Maui's state park system is comprised of eight parks. Highlights of the parks include historical ruins, exotic and native plant species, scenic views, sandy beaches, volcanic formations and endangered species habitat. Facilities vary from site to site. Recreation opportunities at these state facilities vary from viewing cultural ruins to board surfing. Camping and lodging are permitted at two sights on the island. Other activities at state parks include viewing scenery, photography, hiking, swimming, picnicking and fishing.
Haleakala Park includes 28,655 acres, 19,270 of which are designated wilderness. The park preserves the outstanding features of Haleakala Crater on the island, which include the unique and fragile ecosystems of Kipahulu Valley, the scenic pools along Ohe'o Gulch and many rare and endangered animal species.
Haleki'i-Pihana Heiau Monument encompasses ten acres in north central Maui. The site protects two important heiau used as sacrificial temples by the last ruling chief, Kahekili.

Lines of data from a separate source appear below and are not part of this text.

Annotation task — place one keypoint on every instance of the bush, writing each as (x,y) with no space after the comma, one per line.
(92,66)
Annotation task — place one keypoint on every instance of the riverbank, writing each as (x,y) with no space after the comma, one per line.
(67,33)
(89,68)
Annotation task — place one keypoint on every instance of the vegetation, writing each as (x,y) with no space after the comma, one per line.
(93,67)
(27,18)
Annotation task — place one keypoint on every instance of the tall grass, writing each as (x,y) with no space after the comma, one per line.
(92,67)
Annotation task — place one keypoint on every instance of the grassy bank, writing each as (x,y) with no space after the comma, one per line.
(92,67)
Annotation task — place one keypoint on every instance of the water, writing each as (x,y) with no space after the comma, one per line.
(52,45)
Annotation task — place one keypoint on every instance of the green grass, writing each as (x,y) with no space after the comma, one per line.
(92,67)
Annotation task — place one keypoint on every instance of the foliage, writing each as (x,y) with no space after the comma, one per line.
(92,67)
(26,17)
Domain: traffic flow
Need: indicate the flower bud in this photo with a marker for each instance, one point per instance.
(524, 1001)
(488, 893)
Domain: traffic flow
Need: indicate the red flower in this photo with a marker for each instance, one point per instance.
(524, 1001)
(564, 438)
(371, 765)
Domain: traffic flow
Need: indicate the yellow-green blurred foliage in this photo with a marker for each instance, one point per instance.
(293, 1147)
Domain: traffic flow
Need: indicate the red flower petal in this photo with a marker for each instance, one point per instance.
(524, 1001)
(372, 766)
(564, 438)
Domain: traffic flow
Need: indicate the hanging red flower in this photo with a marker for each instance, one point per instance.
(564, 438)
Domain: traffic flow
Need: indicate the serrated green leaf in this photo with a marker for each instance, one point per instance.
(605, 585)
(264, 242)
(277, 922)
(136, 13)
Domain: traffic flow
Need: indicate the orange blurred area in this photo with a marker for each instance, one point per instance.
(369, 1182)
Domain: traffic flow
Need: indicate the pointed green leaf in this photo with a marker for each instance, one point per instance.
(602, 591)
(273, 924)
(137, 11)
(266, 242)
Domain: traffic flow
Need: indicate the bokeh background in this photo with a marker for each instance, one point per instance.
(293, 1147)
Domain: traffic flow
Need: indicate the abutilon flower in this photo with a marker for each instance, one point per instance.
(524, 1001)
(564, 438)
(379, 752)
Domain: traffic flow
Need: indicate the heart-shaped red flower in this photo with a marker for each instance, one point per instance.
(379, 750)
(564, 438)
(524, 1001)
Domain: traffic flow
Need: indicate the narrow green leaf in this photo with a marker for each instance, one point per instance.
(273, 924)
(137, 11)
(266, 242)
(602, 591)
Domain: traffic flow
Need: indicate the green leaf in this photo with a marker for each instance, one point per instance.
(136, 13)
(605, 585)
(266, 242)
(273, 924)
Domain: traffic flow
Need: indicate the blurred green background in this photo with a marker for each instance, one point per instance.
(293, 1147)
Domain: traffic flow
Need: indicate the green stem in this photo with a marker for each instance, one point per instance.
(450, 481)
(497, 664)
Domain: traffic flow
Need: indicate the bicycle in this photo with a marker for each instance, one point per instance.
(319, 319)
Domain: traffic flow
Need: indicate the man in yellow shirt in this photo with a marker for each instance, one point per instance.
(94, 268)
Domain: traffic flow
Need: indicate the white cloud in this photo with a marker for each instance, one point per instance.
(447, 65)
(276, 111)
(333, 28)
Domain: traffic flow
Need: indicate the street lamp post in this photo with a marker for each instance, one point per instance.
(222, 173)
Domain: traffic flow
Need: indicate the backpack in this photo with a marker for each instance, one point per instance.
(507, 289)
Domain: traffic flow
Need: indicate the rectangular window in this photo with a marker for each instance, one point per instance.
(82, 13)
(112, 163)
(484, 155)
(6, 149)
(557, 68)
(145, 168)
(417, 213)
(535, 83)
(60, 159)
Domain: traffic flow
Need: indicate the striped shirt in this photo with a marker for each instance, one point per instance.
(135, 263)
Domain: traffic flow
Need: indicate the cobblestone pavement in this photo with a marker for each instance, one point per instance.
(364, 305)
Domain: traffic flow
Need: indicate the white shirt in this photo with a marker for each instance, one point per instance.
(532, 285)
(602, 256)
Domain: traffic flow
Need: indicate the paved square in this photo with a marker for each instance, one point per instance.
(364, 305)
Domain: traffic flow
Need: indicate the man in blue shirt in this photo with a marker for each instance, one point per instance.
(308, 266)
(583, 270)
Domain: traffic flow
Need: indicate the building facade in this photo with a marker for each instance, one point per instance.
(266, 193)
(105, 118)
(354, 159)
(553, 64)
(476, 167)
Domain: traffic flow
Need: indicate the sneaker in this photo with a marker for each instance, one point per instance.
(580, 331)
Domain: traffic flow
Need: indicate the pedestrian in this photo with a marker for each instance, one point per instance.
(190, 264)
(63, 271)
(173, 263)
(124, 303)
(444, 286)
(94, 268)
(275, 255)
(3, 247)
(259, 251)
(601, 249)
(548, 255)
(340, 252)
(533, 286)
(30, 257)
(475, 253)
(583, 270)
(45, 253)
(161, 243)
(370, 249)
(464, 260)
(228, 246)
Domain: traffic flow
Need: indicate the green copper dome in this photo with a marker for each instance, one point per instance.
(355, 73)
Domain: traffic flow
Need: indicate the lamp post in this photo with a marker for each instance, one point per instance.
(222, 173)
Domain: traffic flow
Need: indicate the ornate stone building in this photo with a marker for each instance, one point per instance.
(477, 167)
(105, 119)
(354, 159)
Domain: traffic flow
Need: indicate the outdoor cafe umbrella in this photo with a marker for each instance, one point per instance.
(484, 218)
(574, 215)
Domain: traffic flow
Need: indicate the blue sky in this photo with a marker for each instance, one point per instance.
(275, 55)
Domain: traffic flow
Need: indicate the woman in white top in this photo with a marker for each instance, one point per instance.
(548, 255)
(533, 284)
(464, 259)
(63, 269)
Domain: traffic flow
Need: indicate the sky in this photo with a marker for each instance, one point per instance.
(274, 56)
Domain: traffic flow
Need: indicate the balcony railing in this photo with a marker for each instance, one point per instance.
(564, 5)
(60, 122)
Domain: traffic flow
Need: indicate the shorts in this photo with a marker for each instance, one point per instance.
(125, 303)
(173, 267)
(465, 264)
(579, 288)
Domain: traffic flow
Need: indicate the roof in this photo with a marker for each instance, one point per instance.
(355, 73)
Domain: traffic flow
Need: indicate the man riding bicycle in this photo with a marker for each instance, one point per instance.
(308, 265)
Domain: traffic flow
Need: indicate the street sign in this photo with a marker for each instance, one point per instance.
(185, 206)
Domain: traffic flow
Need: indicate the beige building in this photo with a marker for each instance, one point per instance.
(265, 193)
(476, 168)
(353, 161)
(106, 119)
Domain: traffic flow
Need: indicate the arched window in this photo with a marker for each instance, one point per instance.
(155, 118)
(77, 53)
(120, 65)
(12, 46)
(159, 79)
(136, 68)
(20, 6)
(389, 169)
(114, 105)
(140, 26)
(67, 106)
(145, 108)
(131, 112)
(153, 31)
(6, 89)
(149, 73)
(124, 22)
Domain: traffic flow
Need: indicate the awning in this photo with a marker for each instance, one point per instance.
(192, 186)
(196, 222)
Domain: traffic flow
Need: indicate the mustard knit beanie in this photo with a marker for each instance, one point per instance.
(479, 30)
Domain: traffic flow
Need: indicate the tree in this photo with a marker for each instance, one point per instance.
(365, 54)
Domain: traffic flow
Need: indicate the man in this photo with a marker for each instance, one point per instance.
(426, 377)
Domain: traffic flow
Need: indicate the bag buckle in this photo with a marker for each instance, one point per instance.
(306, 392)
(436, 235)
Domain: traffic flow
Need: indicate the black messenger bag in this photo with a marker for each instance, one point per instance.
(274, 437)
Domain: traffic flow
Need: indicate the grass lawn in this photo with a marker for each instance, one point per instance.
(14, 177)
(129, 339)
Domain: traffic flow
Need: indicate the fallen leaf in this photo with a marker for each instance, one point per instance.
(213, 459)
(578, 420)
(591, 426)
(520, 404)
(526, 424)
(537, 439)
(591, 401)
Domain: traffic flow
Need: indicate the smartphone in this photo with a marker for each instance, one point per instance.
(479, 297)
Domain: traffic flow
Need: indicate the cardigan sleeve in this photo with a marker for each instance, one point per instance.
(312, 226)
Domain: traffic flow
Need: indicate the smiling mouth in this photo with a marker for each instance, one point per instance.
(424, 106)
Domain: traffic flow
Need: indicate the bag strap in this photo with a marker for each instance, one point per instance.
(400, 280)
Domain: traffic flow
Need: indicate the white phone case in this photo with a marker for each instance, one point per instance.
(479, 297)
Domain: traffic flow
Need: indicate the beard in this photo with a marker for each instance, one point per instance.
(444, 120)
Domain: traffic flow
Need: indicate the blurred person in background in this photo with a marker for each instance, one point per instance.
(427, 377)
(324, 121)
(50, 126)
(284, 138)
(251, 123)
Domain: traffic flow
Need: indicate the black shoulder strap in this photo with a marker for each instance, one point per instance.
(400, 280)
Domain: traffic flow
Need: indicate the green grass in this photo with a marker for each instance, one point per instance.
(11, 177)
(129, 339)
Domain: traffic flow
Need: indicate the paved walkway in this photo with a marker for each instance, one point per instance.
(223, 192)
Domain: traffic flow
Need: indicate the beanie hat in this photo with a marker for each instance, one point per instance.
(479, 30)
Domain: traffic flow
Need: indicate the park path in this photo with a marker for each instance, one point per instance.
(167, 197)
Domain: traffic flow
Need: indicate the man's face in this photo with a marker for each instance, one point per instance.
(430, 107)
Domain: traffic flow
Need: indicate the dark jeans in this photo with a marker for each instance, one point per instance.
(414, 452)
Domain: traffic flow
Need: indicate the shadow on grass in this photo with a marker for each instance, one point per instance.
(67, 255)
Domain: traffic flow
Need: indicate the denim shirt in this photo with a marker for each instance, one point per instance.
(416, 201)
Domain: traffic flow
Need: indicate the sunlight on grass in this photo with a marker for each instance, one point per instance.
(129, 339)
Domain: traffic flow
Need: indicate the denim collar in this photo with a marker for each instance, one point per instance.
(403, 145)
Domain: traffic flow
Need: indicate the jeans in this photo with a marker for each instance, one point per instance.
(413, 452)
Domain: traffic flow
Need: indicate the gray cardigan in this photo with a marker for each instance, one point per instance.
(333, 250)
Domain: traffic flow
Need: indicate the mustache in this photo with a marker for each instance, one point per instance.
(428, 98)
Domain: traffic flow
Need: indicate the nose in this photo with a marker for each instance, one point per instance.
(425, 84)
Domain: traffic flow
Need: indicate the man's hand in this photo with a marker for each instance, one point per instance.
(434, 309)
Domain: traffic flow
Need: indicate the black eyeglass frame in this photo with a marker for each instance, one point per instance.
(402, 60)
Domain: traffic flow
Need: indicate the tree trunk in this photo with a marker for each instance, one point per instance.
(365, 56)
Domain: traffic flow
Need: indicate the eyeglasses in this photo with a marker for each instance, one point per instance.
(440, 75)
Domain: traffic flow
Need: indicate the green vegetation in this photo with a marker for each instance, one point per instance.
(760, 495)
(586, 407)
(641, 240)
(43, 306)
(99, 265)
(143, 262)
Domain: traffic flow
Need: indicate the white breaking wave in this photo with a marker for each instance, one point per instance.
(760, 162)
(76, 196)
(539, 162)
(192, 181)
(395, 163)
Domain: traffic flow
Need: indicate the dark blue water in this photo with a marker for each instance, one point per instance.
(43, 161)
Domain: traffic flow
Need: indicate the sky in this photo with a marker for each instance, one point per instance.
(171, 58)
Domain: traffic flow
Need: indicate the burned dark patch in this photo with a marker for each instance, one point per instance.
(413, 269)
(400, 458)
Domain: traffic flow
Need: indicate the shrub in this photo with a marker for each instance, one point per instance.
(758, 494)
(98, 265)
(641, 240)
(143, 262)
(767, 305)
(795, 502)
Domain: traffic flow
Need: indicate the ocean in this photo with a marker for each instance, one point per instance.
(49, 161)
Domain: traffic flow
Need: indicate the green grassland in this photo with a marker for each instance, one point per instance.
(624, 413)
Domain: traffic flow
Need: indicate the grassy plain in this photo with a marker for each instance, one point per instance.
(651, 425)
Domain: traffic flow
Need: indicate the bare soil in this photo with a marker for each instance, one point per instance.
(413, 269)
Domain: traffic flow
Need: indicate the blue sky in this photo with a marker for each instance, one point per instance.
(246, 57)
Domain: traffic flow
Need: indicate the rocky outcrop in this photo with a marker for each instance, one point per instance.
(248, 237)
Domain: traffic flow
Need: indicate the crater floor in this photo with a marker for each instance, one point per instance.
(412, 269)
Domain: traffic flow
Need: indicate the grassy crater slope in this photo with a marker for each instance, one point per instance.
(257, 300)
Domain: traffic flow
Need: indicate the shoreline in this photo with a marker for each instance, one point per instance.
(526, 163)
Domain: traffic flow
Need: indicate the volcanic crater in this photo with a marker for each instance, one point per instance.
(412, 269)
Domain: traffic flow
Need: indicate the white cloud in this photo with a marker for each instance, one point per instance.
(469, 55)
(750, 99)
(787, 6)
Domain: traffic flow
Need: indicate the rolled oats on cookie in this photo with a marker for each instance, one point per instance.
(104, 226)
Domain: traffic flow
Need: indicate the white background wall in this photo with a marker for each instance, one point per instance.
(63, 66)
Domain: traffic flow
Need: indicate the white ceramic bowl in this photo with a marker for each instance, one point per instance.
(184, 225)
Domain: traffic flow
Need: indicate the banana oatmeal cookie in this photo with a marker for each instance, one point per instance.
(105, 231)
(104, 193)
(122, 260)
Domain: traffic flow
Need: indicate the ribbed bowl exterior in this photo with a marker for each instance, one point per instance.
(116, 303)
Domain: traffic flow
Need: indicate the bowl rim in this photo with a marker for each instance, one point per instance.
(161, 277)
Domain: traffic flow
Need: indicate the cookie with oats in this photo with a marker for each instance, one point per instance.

This park provides an excellent view of central Maui and the Wailuku Plain.
Iao Valley preserves unique cultural and natural resources. The park is relatively small, six acres, but lots of history and lore surround the area. The unique rock formation, Iao Needle, is the most obvious feature of the park. It stands 1,200 feet above the valley floor. A botanical garden created by plants brought to the island by Hawaiians who lived in the valley is accessible by a short path. Also on this site was the Battle of Kepaniwai, where Kamehameha I's forces conquered Maui's army in an effort to unite the islands in 1790. This state park is designated a National Natural Landmark. The state maintains lavatories, a walking path for hikers>/a> and scenic overlooks at the site.
Wailua Valley Wayside provides a break for motorists on the Hana Highway. The rest area provides perspectives of the Ke'anae Valley, Ko'olau Gap in Haleakala's crater and Wailua Village.
The western shoreline is heavily populated and highly developed, with the northern shore as the exception. The Honoapiilani Highway leads along the coast of western Maui from Kahului south to Kapalua. The beaches and waters from Maalaea west to Lahaina provide excellent opportunities for whale watching during the winter months. The largest community in this region is Lahaina, which was the capital of the islands until 1845. The community was also a whaling port during the mid nineteenth century. Historical sites and museums abound through out this area.
The northwestern shore of the island is mostly rural with several beach parks. Fleming Beach Park north of Kapalua provides excellent year-round swimming and snorkeling with public facilities. Famous Slaughterhouse Beach lies within this region and provides a long beach and two bays for swimming, body surfing and snorkeling. The interior is public land protected as the West Maui Forest Reserve. There is some excellent biking on the island as well as some backpacking.